Non trepidare, Itala mia; da quelle Vette di pietra l’incantesmo omai È sparito. Sparì quel re mendico, La cui stracciata tunica valea Cento stemmate porpore: non altro Resta di lui, che un ramoscel d’alloro, Surto improvviso là dov’ei sedea, E quell’allôr si curverà in corona Quando in Italia sfolgori un pöeta.
Vieni, allegrezza mia.
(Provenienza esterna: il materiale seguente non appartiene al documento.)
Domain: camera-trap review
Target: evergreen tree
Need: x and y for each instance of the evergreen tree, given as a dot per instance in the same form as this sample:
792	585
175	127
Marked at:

Lassù di questa Nobile terra e del tuo ciel nativo Favelleremo, e in un pensier rapite, Quali due frecce rapide ad un modo Saliranno le nostre anime a Dio, Come nel giorno che ne vinse amore. Vedi là quella valle interminata Che lungo la toscana onda si spiega, Quasi tappeto di smeraldi adorno, Che de le molli deità marine L’orma attenda odorosa? Essa è di venti Oblïate cittadi il cimitero; È la palude, che dal Ponto à nome. 4 Sì placida s’allunga., e da sì dense Famiglie di vivaci erbe sorrisa, Che ti pare una Tempe, a cui sol manchi Il venturoso abitatore. E pure Tra i solchi rei do la Saturnia terra Cresce perenne una virtù funesta Che si chiama la Morte. — — Allor che ne le Meste per tanta luce ore d’estate Il sole incombe assiduamente ai campi, Traggono a mille qui, come la dura Fame ne li consiglia, i mietitori; Ed àn figura di color che vanno Dolorosi all’esiglio; e già le brune Pupille il velenato aëre contrista. Qui non la nota d’amoroso augello Quell’anime consola, e non allegra Niuna canzone dei natali Abruzzi Le patetiche bande. Taciturni Falcian le mèssi di signori ignoti; E quando la sudata opra è compita, Riedono taciturni; e sol talora La passïone dei ritorni addoppia Col domestico suon la cornamusa. Ahi! ma non riedon tutti; e v’à chi siede Moribondo in un solco; e col supremo Sguardo ricerca d’un fedel parente Che la mercè de la sua vita arrechi A la tremula madre, e la parola Del figliuol che non torna. E mentre muore Così solo e deserto, ode lontano I vïatori, cui misura i passi Col domestico suon la cornamusa. E allor che nei venturi anni discende A côr le mèssi un orfanello, e sente Tremar sotto un manipolo la falce, Lagrima e pensa: Questa spiga forse Crebbe su le insepolte ossa paterne.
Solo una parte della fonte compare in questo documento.